New York, 456 West 18th Street
Focused on the interconnections between data mining, mineral mining, and the mechanization of labor, Mine brings together a collection of recent works including several large cardboard sculptures imitating giant automated mining machines; a series of wall-mounted paper reliefs and printed vitrines; and a new Augmented Reality sculpture based on a 2019 patent drawing filed by Amazon.com for a delivery worker replacement drone. Denny’s artwork raises questions about the effects of further automation on the limited jobs still left in increasingly mechanized sectors such as mining, service, and logistics. What happens as the labor force shrinks in these traditional industries? How will individuals and worker communities dialogue with those in power in the future? Where will the leverage they once brought now come from?
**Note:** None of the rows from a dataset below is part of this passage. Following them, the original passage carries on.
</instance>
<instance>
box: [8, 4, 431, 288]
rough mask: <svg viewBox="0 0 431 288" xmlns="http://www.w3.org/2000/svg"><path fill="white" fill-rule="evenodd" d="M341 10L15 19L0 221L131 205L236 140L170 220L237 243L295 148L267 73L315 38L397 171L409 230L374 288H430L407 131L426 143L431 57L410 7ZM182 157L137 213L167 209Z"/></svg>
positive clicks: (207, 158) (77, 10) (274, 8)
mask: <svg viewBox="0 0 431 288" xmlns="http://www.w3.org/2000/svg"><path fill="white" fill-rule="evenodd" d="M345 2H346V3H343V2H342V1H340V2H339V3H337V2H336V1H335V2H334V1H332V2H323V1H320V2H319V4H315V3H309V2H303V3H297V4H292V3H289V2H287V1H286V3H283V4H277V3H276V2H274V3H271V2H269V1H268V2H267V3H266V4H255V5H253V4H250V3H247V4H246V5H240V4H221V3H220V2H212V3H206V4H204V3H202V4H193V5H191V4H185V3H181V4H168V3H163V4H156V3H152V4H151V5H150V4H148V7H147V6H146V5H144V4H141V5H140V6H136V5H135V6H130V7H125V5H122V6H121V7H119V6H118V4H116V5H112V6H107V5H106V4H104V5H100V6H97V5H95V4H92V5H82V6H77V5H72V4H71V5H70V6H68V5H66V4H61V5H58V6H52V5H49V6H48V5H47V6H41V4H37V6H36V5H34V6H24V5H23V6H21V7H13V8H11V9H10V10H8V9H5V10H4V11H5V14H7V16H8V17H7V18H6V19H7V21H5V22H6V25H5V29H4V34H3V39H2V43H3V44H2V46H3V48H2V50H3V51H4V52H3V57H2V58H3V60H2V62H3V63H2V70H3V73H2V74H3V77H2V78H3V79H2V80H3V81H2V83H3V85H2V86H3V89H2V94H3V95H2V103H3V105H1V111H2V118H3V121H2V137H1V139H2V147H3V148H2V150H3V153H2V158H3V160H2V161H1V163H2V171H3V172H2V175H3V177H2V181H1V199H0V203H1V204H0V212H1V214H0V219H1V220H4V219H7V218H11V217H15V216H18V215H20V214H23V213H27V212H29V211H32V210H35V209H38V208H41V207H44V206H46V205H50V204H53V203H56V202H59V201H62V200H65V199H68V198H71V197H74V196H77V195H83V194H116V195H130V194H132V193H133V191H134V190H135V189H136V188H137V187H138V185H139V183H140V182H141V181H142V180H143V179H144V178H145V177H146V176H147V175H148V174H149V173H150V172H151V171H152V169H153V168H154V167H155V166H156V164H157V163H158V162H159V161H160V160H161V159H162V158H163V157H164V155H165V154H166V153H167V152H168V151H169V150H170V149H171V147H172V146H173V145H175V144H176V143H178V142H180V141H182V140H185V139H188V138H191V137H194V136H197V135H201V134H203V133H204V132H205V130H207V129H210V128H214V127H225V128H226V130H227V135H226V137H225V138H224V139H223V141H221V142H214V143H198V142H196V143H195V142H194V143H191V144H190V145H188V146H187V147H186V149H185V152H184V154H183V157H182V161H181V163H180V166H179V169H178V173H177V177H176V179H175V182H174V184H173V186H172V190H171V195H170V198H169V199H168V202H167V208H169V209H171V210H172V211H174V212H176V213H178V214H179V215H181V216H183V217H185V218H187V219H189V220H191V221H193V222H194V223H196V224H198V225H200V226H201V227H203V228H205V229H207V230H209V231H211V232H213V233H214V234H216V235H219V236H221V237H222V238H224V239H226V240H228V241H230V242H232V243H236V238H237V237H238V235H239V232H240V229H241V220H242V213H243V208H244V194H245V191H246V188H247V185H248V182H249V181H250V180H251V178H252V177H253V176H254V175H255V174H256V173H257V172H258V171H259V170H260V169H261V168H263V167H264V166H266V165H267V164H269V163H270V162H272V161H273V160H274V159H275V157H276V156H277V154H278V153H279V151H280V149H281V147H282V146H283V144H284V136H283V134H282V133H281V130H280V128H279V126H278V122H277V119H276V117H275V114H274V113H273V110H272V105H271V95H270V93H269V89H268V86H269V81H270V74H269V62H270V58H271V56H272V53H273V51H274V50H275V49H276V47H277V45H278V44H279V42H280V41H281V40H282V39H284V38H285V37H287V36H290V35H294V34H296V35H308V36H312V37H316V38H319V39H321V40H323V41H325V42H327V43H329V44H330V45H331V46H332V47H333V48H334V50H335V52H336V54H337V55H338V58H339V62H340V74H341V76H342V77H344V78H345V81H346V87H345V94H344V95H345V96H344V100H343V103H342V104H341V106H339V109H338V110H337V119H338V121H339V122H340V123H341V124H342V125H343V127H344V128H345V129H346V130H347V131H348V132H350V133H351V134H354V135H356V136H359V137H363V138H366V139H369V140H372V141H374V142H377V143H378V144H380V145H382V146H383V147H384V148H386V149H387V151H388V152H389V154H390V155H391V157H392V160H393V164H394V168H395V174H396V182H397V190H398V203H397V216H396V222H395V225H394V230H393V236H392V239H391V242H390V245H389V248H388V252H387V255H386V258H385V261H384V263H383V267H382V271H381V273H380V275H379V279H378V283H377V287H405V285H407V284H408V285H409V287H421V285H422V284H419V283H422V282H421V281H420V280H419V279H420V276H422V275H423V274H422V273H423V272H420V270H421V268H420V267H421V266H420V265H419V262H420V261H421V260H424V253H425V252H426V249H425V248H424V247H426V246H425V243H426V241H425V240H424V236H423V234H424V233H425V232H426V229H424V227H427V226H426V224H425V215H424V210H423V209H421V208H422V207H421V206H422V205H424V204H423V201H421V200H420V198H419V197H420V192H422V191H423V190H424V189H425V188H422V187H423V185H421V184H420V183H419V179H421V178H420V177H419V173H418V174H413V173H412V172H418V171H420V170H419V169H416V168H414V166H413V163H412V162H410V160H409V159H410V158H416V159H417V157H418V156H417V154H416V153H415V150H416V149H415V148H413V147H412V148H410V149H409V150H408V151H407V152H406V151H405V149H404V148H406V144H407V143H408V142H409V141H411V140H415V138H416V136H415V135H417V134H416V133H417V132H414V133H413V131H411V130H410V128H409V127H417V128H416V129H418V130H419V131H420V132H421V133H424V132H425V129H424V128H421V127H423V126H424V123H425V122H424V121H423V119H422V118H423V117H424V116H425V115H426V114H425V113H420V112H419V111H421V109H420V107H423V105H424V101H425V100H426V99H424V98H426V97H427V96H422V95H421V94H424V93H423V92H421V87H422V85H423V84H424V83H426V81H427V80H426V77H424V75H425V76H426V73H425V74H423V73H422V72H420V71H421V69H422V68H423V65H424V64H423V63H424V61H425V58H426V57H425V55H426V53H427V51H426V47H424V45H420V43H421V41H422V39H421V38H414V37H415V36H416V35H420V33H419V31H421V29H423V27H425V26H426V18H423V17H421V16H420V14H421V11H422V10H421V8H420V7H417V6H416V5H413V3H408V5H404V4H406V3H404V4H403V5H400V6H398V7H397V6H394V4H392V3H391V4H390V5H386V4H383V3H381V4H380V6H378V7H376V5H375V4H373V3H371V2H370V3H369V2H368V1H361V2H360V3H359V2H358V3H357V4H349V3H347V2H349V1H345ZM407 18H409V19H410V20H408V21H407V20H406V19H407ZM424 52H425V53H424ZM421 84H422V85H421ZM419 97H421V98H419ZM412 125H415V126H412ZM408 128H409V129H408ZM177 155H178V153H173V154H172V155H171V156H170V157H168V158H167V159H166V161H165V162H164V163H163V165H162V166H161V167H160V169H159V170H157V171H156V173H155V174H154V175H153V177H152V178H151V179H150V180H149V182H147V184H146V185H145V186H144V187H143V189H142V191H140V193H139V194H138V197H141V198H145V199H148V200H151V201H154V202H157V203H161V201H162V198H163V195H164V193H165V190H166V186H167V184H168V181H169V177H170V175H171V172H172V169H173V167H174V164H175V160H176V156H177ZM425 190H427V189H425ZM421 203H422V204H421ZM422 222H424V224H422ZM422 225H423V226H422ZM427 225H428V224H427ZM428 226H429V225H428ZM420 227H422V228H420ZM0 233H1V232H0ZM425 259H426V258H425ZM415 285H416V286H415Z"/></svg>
Amazon’s drone design contains a hot air balloon, recalling the speculative balloon-based flying machine epoch of defining technological developments such as hot air balloons, air ships, or Zeppelins, that have become symbols of both achievement and caution in centuries past. Denny's new sculpture projects an animated AR model of a revolving, rocky, mineral-rich, planet Earth onto the drone’s balloon bulge. This vision of Earth-as-resource is borrowed from the advertising materials of one of Amazon’s most prominent data services clients: the multinational mining group Rio Tinto. Spinning inside the body of the Zeppelin drone, the “Earth-rock” transforms Amazon's worker-replacement model into a raw terrestrial globe, without oceans or other representations of life.
Embedded in the exhibition is Extractor, a playable board game that also functions as a take-home catalogue. Players collect data in the form of tokens, which they must stack on plastic-molded racks and place in cloud services to monetize what they have mined and thus win the game. The hybrid sculptures-cum-display units presenting the boxed games mirror the dynamics of the monopolistic platform businesses that control much of our internet infrastructure.
Denny’s Mine reflects not only upon the near future, but also on the conditions of the present—unearthing real designs for machines that confront us with our own sublime and troubling counterparts. The work continues an artistic tradition of interpreting technological production as keys to understanding our environment and the forces that impact it.